Until Jean suppresses a laugh, and I wonder whether there’s another joke being made that I don’t get. Maybe something to do with the unfamiliar name, Stalin.
Before I can ask anything more, Liz raises her voice. “Does anyone have an iPad? Jean’s phone is really small, and I’d like to pull up footage of the dragon attack in Iceland that Axel might be able to actually see.”
It takes a bit of time, but eventually a large man with bright red cheeks and a large hat on his fuzzy head holds up a slightly larger screen. It’s still minuscule, but I can at least make out the figures.
It’s me.
Liz is riding on my back, just as she said, wearing my hide, just as she said.
The humans are lined up in nice, easy-to-flame lines.
It’s almost like someone read a book on how to prepare troops for war in a way that one flame blessed could most easily destroy.
Why would the humans be that dumb when they had fought us before?
Liz said her friend came to Houston and learned about us, and then he betrayed her.
He was, ostensibly, advising them, and their military leaders had engaged with us before.
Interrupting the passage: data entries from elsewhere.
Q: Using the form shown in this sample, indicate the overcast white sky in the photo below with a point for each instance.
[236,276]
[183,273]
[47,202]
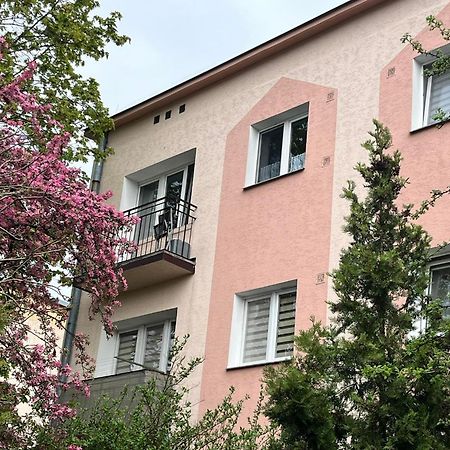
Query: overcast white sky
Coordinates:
[174,40]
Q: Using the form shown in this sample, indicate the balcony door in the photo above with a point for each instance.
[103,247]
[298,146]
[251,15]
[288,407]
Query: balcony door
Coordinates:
[165,199]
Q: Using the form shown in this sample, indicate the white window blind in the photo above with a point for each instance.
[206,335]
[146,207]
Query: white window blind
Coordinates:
[257,327]
[153,346]
[127,351]
[286,325]
[437,95]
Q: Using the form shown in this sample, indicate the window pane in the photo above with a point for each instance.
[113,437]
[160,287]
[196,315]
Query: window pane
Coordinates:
[172,338]
[439,95]
[270,145]
[127,351]
[440,288]
[153,346]
[256,330]
[298,144]
[286,325]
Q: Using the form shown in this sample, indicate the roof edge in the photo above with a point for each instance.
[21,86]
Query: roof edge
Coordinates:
[279,43]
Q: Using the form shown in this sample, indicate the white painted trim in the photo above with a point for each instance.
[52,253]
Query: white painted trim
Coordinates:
[420,95]
[108,347]
[239,322]
[254,142]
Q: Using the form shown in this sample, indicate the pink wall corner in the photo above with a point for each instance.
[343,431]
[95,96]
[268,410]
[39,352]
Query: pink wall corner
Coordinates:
[272,232]
[426,160]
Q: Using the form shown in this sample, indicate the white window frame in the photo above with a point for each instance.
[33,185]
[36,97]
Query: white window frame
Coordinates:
[162,183]
[134,181]
[256,130]
[239,322]
[421,94]
[106,362]
[140,346]
[421,323]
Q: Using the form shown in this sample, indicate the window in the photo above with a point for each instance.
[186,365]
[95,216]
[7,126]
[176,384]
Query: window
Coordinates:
[278,145]
[437,95]
[146,347]
[438,289]
[142,342]
[263,326]
[440,286]
[430,92]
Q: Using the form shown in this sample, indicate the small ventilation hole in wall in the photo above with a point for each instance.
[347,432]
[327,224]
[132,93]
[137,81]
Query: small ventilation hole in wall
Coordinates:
[320,278]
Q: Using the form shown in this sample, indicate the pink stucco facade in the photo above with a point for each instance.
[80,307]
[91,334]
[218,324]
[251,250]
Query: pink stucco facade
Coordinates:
[271,232]
[426,161]
[348,67]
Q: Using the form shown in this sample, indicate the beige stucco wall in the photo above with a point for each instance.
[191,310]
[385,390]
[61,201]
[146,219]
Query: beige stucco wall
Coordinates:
[349,58]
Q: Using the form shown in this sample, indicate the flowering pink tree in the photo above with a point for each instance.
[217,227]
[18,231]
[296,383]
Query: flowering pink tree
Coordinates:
[53,230]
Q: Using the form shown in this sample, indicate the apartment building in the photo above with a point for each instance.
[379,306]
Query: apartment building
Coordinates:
[236,175]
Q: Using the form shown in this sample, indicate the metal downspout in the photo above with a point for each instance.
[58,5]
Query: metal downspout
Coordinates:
[67,347]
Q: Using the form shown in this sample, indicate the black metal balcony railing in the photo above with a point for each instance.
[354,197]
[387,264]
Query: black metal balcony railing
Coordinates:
[165,224]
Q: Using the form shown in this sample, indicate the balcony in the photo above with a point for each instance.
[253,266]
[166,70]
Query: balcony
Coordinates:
[163,240]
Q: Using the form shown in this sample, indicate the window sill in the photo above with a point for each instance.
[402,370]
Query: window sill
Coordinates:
[259,364]
[250,186]
[431,125]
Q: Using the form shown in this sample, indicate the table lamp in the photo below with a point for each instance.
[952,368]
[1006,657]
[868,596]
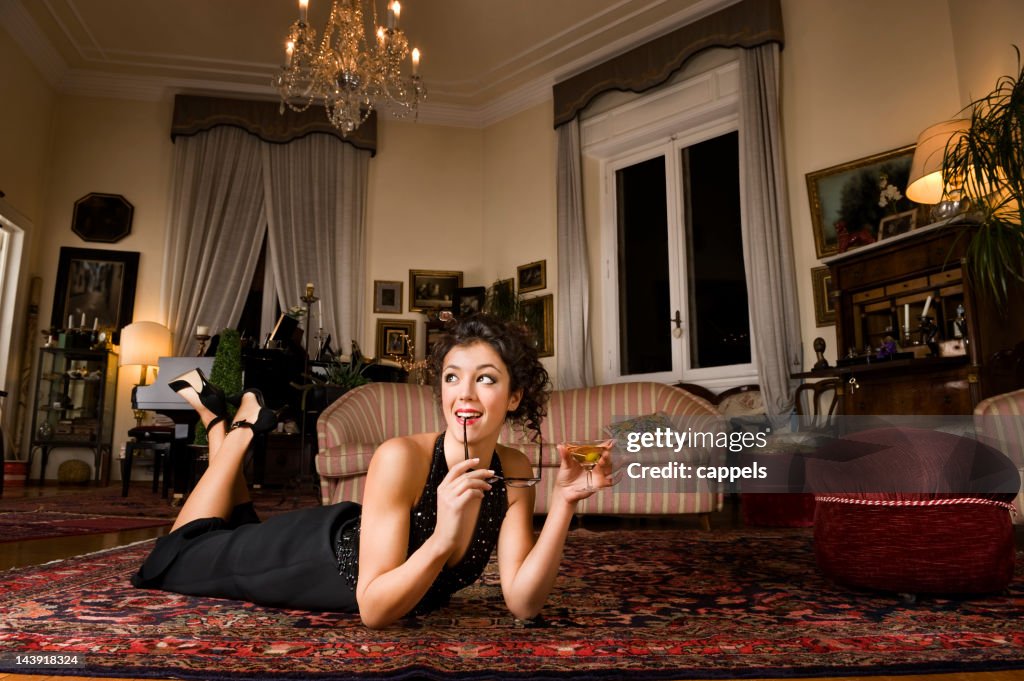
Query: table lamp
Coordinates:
[926,183]
[142,343]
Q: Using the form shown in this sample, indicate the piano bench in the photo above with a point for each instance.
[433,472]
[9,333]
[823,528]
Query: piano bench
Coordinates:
[158,439]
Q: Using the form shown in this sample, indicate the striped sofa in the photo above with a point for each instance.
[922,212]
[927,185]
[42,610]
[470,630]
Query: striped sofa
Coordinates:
[350,429]
[998,421]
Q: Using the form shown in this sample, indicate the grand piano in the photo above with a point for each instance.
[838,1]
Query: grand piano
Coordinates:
[159,397]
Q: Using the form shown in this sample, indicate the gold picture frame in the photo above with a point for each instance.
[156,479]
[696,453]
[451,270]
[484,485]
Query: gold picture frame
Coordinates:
[387,297]
[532,277]
[395,338]
[432,289]
[844,199]
[539,315]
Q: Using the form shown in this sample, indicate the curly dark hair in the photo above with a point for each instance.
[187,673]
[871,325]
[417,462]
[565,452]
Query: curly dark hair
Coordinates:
[513,342]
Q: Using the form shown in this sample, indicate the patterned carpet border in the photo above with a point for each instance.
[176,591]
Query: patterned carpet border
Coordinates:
[141,502]
[16,526]
[646,604]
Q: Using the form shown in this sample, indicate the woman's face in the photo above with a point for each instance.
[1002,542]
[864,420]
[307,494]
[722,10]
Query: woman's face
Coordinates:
[476,391]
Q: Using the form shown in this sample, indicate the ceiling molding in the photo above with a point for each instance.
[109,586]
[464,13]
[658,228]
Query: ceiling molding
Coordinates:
[120,86]
[27,34]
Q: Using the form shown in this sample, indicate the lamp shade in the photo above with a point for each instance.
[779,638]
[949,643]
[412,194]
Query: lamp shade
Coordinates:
[925,184]
[142,343]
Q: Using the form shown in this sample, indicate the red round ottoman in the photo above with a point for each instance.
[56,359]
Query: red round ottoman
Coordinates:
[913,511]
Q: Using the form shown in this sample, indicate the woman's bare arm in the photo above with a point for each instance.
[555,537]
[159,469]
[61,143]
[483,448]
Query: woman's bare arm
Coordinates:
[528,568]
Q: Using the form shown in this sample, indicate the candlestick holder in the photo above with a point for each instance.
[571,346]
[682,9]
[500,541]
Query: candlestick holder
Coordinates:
[308,299]
[203,340]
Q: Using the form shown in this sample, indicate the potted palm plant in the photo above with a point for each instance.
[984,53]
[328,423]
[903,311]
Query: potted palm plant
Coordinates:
[226,372]
[987,162]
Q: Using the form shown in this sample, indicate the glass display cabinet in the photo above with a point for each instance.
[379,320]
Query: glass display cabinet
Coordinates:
[76,391]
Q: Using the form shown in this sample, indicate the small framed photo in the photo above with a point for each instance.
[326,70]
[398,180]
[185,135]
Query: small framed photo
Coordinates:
[387,297]
[395,338]
[824,302]
[469,301]
[432,289]
[538,313]
[900,223]
[532,277]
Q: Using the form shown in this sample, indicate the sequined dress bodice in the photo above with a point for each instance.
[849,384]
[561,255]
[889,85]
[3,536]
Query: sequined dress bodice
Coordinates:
[422,522]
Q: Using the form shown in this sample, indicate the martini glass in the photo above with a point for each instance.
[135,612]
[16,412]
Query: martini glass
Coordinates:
[587,453]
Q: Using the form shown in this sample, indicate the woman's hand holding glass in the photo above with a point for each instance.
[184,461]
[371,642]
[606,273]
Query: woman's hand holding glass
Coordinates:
[586,468]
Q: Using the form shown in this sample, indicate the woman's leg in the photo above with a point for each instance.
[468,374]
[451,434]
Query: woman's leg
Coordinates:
[222,486]
[215,438]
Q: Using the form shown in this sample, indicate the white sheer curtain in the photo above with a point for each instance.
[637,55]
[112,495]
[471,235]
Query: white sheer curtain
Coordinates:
[572,329]
[767,239]
[215,230]
[315,190]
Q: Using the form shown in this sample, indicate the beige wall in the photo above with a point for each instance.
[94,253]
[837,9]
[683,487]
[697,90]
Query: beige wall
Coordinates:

Other than the ice spears, their attack makes no sense.
Why would they think humans would do anything but die in this scenario?
Unless they wanted them to die.
Was it a lure?
Hyperion flies right down one line, torching an entire row of humans. I fly past next, but Liz is clinging to me in a strange way, and then she slaps my neck. I don’t kill anyone. I simply fly past, roaring in frustration, but not unleashing any flames at all.
Hyperion loops around again, melting a second carefully prepared row of troops. The screams—the screams are loud. I’m sure Liz was distressed, watching and hearing and smelling her people being massacred.